Forgiveness has a staring role in the history of money and of mankind. The role of forgiveness in the history of money is a story I'm trying to tell on this blog. I also have some very strange sounding ideas about what money is, and how it relates to reality. And actually the idea of forgiveness is something I've stumbled upon through my burning. If you'd have asked me ten years ago about forgiveness, I'd have said its something that Christians do; it's a Christian virtue.
Christians will tell you that it's forgiveness that is the true path to Justice, not charity. I think they're right about that. So I guess that's why I don't feel the same way about burning £20 as the 'Syrian children' chap did. I suspect that burning the £20 was a more moral act than donating it. If others judge me as immoral, then so be it. Given my suspicion, in terms of virtue ethics donating it would definitely be the wrong moral choice for me.
Burning money hasn't been only an intellectual exercise for me, it also visceral. It can't really fail to be that. A fire ritual is a powerful thing. And the karmic universe seems to find its own way of testing us.

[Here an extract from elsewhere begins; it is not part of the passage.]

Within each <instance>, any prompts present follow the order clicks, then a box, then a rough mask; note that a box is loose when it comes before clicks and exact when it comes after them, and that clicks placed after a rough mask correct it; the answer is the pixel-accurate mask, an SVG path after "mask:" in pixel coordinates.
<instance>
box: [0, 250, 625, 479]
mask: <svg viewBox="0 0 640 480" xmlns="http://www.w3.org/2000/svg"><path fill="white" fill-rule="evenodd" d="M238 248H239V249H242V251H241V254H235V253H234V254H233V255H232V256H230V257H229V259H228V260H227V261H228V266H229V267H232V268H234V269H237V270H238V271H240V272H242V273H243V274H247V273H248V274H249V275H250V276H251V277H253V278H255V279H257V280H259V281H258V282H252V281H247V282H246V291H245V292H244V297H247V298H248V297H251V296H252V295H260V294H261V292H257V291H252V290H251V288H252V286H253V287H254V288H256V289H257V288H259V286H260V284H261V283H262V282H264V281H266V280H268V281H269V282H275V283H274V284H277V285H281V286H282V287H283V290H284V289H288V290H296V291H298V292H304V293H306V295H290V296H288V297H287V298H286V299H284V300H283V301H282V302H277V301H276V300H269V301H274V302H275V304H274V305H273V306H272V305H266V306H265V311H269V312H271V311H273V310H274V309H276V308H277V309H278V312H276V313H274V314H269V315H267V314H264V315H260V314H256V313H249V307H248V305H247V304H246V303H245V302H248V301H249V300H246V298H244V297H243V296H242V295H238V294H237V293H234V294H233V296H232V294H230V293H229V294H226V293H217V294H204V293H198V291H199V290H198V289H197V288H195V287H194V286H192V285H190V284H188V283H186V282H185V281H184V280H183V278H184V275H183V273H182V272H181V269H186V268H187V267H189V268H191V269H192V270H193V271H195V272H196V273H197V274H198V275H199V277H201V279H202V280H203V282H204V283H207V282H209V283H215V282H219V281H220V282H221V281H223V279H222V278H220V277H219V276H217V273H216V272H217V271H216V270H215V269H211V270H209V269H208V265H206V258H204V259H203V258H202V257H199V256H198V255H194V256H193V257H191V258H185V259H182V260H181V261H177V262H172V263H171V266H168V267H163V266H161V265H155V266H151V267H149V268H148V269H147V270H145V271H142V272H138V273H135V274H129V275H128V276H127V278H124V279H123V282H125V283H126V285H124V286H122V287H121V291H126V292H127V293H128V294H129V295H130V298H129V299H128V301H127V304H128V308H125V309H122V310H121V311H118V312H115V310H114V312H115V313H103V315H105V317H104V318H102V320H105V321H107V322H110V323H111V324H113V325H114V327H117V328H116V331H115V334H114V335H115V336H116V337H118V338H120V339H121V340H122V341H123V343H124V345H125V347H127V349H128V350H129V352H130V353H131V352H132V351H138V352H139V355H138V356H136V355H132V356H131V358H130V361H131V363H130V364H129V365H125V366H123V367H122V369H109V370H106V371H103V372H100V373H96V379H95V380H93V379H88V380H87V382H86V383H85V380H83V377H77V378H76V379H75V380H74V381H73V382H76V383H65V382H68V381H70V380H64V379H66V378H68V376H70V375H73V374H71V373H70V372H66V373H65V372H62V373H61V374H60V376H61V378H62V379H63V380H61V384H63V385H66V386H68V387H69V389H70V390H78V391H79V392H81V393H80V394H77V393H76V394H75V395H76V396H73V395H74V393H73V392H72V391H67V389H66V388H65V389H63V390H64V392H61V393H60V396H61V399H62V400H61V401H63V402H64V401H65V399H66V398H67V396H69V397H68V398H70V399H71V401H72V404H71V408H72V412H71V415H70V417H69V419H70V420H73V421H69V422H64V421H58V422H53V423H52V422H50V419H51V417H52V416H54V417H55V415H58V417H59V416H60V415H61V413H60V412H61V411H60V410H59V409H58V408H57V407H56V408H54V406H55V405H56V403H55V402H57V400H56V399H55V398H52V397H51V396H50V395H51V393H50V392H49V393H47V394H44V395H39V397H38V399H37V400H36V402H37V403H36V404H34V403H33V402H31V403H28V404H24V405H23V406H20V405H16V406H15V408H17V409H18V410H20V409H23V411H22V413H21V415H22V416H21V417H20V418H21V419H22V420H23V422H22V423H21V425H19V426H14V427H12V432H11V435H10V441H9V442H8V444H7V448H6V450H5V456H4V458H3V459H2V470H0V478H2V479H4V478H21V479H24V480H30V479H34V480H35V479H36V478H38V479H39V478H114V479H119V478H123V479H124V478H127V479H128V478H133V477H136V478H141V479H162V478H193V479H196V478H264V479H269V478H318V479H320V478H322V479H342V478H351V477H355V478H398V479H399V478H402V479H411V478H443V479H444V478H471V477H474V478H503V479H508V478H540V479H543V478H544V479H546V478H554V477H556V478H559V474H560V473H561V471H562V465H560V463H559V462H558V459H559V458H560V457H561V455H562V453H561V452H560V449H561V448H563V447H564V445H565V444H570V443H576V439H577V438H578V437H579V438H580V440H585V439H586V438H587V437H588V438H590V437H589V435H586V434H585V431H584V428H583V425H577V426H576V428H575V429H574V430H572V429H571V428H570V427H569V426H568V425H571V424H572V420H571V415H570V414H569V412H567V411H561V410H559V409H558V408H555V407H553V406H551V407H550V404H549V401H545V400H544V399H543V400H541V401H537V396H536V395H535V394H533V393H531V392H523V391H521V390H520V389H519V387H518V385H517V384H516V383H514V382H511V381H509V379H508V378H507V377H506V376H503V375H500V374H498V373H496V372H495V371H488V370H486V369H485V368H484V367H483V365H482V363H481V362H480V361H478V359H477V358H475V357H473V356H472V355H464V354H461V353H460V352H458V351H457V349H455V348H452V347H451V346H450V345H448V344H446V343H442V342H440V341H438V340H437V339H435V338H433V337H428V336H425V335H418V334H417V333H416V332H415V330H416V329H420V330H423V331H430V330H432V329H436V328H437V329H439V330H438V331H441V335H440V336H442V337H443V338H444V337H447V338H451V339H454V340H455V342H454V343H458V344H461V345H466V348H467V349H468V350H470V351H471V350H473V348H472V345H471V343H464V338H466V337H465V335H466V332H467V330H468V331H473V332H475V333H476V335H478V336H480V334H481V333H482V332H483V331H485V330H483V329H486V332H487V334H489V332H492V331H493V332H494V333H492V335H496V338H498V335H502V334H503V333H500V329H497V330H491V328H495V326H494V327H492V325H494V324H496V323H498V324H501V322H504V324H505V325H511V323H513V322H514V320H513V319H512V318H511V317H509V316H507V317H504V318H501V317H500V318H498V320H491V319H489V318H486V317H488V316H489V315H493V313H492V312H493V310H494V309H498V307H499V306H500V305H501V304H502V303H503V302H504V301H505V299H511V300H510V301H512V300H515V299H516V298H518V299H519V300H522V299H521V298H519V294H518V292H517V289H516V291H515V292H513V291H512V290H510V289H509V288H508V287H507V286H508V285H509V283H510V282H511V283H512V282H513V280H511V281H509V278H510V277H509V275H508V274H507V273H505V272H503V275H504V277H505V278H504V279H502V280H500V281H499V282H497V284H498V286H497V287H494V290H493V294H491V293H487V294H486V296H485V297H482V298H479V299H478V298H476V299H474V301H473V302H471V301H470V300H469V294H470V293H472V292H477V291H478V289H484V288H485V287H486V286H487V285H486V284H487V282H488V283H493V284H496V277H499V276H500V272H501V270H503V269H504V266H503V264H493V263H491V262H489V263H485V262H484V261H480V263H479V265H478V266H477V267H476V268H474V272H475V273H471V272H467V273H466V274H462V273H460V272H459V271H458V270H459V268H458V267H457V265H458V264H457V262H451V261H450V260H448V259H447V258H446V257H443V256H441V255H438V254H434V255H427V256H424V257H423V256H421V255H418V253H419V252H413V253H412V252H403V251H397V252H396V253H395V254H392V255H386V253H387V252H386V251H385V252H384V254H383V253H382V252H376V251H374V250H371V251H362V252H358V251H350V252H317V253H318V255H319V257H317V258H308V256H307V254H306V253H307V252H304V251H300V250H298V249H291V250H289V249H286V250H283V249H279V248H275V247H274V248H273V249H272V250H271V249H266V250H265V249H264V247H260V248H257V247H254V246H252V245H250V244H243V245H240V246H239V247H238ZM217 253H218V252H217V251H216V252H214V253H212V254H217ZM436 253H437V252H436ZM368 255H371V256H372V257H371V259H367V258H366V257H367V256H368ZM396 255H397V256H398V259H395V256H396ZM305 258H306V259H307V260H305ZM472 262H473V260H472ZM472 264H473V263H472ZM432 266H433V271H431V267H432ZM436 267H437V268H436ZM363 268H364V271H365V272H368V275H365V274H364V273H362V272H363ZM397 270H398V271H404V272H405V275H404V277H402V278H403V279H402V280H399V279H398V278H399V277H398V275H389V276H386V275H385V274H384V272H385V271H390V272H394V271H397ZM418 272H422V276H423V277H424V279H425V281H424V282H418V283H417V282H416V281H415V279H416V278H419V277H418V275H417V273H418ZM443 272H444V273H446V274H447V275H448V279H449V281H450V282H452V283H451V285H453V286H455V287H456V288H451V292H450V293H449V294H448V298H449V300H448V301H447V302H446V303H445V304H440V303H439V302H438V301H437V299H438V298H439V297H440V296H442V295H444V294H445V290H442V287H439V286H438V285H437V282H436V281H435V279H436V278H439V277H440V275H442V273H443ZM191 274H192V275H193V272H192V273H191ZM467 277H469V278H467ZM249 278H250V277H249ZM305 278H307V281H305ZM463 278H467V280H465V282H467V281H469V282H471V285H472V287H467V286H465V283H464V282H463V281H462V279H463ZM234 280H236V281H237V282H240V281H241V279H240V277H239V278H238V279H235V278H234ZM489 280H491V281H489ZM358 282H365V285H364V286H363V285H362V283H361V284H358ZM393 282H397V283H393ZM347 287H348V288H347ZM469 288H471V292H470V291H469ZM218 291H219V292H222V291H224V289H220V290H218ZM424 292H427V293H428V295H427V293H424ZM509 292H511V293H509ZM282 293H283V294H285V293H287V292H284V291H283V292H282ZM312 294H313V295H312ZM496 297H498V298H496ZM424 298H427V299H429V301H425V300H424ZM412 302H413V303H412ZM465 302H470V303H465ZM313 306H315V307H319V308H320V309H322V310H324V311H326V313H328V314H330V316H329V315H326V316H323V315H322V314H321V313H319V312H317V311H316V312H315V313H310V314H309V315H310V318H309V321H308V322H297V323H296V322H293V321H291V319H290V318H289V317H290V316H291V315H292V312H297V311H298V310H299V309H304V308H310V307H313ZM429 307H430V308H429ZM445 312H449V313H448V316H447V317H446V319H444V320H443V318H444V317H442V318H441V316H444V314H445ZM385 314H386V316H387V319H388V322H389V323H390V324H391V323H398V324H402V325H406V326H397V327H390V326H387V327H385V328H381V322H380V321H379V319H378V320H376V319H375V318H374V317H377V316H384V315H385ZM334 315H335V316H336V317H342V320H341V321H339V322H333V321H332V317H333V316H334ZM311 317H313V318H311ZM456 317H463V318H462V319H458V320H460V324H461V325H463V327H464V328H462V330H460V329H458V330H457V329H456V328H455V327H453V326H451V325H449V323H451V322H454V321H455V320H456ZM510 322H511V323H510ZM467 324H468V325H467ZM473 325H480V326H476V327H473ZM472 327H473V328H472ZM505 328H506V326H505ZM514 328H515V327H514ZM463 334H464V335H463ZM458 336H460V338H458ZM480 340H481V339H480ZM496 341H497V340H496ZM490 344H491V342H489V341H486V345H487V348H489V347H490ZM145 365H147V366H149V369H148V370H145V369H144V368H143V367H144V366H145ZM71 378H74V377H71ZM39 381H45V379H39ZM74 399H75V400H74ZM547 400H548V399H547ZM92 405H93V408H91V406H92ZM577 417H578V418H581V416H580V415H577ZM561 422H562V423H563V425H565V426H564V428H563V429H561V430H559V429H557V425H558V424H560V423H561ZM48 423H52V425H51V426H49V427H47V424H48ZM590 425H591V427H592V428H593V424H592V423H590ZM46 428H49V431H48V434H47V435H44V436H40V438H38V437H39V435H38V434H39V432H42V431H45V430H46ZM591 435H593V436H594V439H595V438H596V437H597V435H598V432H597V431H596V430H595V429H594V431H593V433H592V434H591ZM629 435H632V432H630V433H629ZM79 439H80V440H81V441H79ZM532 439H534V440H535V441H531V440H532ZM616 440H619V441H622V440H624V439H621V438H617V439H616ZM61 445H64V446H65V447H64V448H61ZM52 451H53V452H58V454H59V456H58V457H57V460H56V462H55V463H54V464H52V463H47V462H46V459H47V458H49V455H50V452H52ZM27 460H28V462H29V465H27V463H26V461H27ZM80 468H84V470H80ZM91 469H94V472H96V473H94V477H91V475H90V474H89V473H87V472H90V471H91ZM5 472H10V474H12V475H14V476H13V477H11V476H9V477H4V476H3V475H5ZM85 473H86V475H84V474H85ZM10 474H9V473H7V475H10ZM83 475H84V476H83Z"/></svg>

The combination of the visceral and intellectual helped me understand the importance of forgiveness not only in relation to my study of money, but also in my own life. Money burning has helped me realise that life can be better if you can forgive and if others can forgive you. That's been a real comfort to me in a difficult six months.
Forgiveness binds together a moral order from the chaos of events. And its something that, if we allow it to, permeates the most intimate and deeply personal moments of our lives. I think we should reclaim it from religion.
The beautiful thing is that the potential for pure forgiveness is frozen in every note in your wallet or purse. Burn them and you'll release it.